Photo may have been deleted
Photos: Getty Images, Google Maps

On the night he died, rapper Pop Smoke held a private party at the $2.5 million home he leased from Real Housewife of Beverly Hills star Teddi Mellencamp.

The 20-year-old Brooklyn drill rapper, real name Bashar Jackson, had signed the lease a month before he was gunned down inside the house by four masked home invaders at 4:29 a.m. on Feb. 19.

Photo by Claudio Lavenia/Getty Images

10 days after his death, the LAPD have hit a roadblock, unable to identify the four suspects seen on surveillance video entering the house on the 2000 block of Hercules Drive in Los Angeles.

About 20 people attended a party at the home to celebrate Pop Smoke’s recent album release. But detectives say they have no leads due to a lack of witnesses.

Law enforcement tell TMZ that people are unwilling to talk about what they saw.

The potential witnesses cops have spoken to keep changing their stories, or telling outright lies. To make matters worse, cops wasted precious hours viewing videos online that turned out to have no connection to the case.

One Instagram blog with thousands of followers posted surveillance footage that purportedly showed the shooting inside the house. But the video turned out to be footage from a deadly home invasion in Gwinnett County, Georgia.

Cops are having trouble coming up with a motive for the murder. Adding to their frustration, the victim lived in Brooklyn, but spent time on the West Coast. Which means cops have had to spend extra time tracking down witnesses who returned to the East Coast.

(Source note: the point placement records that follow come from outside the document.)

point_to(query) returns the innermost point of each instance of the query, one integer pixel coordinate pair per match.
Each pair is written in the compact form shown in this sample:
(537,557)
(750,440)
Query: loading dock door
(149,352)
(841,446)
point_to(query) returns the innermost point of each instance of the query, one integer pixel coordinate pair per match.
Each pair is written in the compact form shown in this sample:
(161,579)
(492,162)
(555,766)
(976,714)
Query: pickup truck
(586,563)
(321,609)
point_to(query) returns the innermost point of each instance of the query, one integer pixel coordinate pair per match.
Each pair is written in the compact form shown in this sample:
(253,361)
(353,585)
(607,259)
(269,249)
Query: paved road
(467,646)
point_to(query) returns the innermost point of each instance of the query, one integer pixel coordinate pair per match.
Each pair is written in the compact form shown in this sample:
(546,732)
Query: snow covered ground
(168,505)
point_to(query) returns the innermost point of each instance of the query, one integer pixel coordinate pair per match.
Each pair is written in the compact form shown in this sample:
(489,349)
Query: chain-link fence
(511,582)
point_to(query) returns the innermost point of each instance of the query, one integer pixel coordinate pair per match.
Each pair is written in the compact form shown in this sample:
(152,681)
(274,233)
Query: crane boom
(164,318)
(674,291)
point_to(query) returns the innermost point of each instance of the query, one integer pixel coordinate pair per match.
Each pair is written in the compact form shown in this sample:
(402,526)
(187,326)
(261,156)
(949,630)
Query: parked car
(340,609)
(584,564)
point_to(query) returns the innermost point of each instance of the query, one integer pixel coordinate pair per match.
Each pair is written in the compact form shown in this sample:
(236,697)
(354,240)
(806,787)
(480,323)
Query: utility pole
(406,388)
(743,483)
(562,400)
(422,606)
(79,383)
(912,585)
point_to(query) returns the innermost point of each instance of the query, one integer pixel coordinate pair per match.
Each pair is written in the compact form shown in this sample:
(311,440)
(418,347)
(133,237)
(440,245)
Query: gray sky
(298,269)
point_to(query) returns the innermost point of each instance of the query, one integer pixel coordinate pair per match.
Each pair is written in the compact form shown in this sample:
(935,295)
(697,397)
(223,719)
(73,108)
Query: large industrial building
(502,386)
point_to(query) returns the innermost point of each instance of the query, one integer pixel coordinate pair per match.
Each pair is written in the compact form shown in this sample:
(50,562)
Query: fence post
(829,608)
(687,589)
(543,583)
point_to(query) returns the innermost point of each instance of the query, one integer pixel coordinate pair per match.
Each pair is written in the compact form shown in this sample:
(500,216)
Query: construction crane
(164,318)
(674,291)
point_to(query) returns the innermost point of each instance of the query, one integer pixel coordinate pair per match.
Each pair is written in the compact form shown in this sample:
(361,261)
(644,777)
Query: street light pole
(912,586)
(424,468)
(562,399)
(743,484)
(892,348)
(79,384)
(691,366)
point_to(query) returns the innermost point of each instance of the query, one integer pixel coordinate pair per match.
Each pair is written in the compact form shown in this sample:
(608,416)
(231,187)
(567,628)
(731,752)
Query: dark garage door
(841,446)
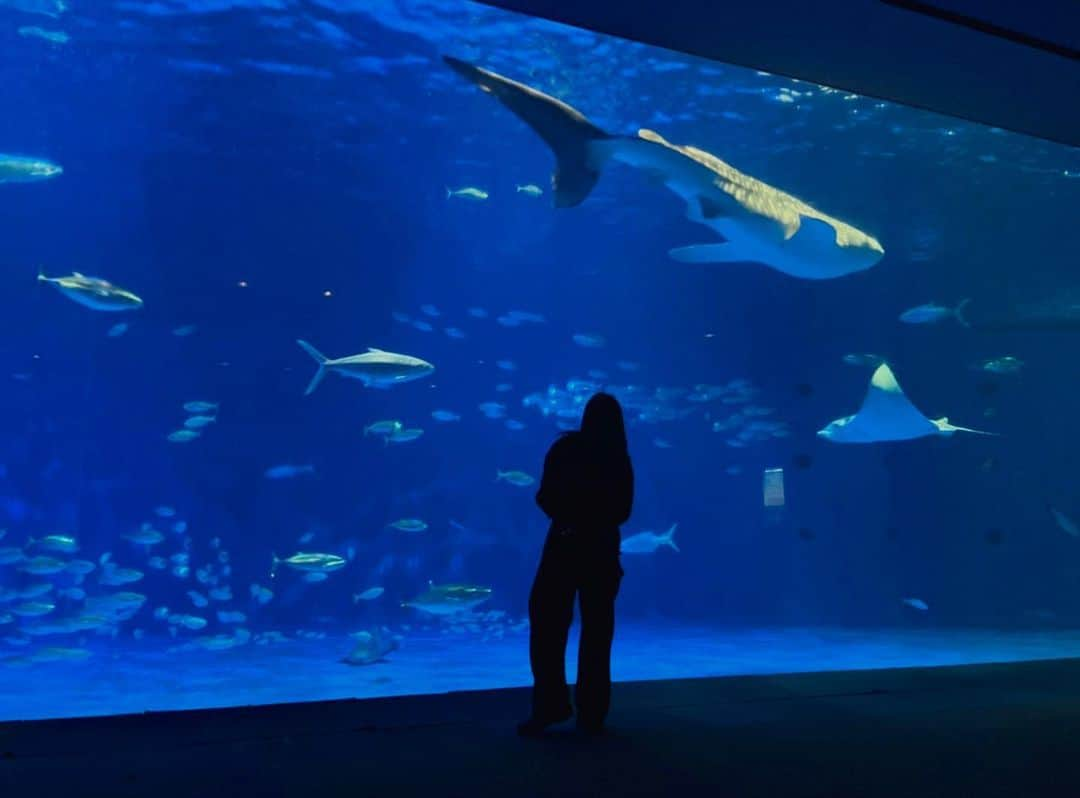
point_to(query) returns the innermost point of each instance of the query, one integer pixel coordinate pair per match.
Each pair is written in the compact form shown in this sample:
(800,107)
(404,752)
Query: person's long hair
(603,423)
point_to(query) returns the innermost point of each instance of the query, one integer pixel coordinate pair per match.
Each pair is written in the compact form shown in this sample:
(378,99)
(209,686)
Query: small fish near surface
(408,525)
(372,647)
(146,535)
(469,192)
(383,428)
(63,543)
(310,562)
(1067,525)
(757,222)
(369,595)
(518,478)
(932,313)
(19,168)
(375,368)
(649,542)
(404,436)
(1007,365)
(93,293)
(46,8)
(287,471)
(449,599)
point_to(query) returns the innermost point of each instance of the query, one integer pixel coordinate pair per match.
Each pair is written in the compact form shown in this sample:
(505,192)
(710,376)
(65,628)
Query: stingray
(755,221)
(888,415)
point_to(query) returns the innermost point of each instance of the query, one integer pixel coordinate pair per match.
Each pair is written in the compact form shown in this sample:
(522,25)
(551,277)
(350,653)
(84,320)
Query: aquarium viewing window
(294,309)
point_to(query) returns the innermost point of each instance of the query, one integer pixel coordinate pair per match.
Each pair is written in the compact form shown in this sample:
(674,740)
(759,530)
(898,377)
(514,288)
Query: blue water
(262,172)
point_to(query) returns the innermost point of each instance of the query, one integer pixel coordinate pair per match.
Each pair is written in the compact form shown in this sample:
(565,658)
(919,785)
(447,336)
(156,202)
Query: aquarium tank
(293,308)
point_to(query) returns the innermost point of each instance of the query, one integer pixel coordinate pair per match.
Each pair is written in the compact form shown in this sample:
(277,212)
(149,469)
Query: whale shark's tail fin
(946,429)
(563,127)
(667,538)
(321,360)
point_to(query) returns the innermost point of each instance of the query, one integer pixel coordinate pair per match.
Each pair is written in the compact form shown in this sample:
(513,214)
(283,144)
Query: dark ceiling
(1003,63)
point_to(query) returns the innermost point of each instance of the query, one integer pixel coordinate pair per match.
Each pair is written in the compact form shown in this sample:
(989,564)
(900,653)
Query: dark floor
(987,730)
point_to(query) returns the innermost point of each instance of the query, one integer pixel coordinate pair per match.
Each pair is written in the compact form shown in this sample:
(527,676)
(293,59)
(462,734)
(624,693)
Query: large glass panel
(193,517)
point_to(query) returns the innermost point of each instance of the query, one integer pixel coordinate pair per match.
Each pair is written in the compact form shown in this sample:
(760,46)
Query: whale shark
(756,221)
(888,415)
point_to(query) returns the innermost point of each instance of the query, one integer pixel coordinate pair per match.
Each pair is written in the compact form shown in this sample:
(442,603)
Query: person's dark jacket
(586,488)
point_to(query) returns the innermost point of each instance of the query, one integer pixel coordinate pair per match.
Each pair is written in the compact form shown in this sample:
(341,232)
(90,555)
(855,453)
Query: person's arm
(550,495)
(624,500)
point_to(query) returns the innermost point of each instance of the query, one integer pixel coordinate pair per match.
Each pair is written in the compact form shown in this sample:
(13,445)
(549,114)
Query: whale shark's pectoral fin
(723,253)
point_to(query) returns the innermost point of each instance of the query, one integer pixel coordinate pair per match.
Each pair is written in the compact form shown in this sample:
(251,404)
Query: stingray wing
(887,414)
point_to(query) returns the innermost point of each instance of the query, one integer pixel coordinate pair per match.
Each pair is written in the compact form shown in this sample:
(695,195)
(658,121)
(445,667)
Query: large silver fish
(94,293)
(374,367)
(18,168)
(756,221)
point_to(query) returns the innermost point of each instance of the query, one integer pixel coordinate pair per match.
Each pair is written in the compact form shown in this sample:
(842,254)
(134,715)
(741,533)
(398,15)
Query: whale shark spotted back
(756,221)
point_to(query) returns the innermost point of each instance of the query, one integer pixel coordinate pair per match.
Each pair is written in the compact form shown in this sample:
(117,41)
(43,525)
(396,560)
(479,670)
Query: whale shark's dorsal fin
(883,379)
(563,127)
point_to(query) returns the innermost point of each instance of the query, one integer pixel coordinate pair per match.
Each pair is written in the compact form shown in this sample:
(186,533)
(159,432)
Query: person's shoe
(591,728)
(535,727)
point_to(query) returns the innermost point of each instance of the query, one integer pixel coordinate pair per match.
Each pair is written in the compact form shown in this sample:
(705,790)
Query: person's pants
(567,569)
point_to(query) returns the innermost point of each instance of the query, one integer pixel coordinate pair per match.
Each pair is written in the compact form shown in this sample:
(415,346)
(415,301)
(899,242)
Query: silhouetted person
(586,490)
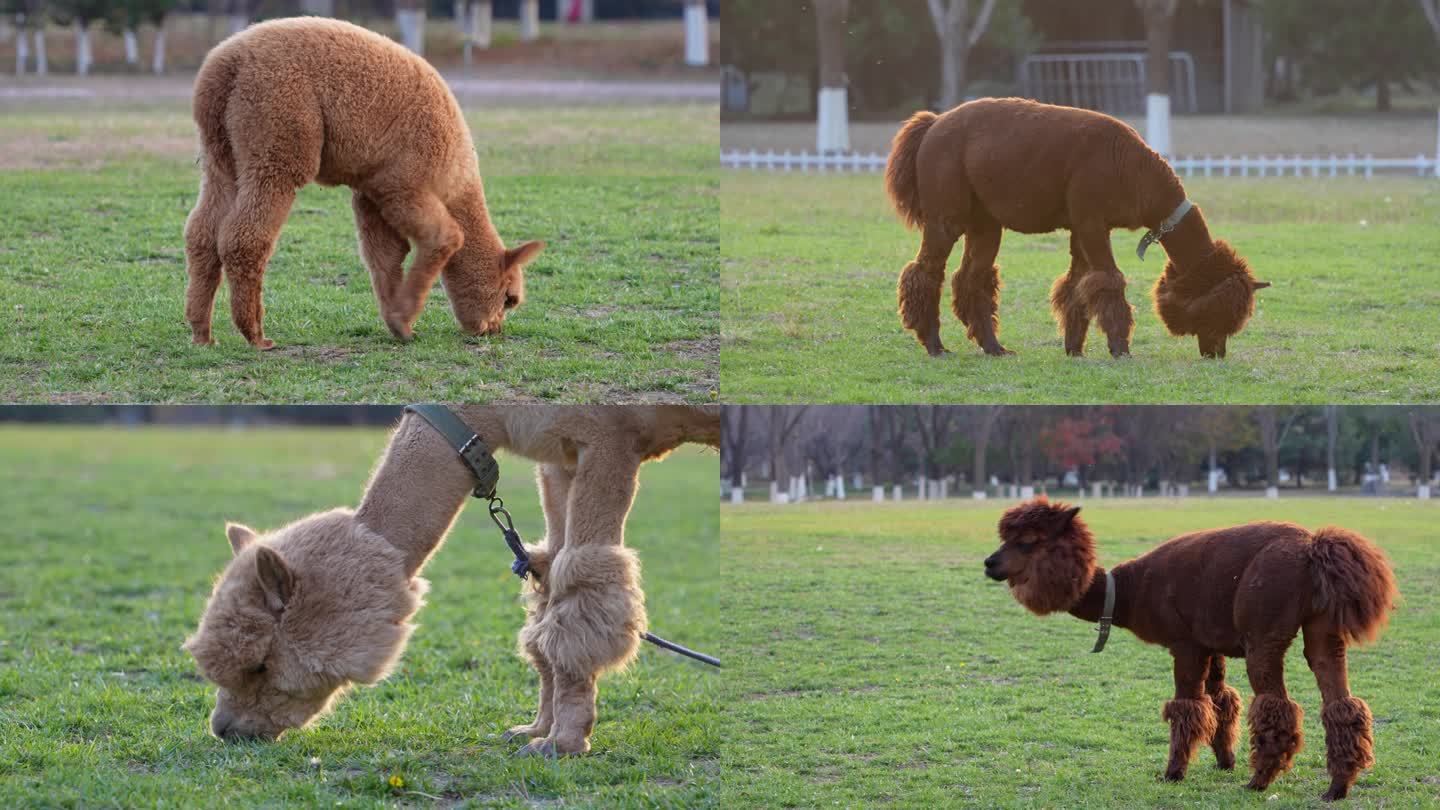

Photo by MediaPunch / BACKGRID

Pop Smoke was not a household name when he died, but his murder boosted sales of his music, including his 2019 breakout hit “Welcome to the Party.”

For two days after his death, Hercules Drive was lined with TV trucks and fans paying tribute to the drill rapper.

When a reporter visited on Friday afternoon, the street was all but empty, except for two construction workers painting a house nearby.

“It was impossible for a few days,” one neighbor told reporter Tarpley Hitt, of theDailyBeast.com. “But now it seems weirdly normal.”

While Hitt canvased the neighborhood looking for witnesses, three young girls drove up to the cream colored house, taking pictures of the small shrine that included flowers and a crumpled dollar bill.

“We love him,” one of the girls told Hitt. “We only heard about him when he died, from the Internet.”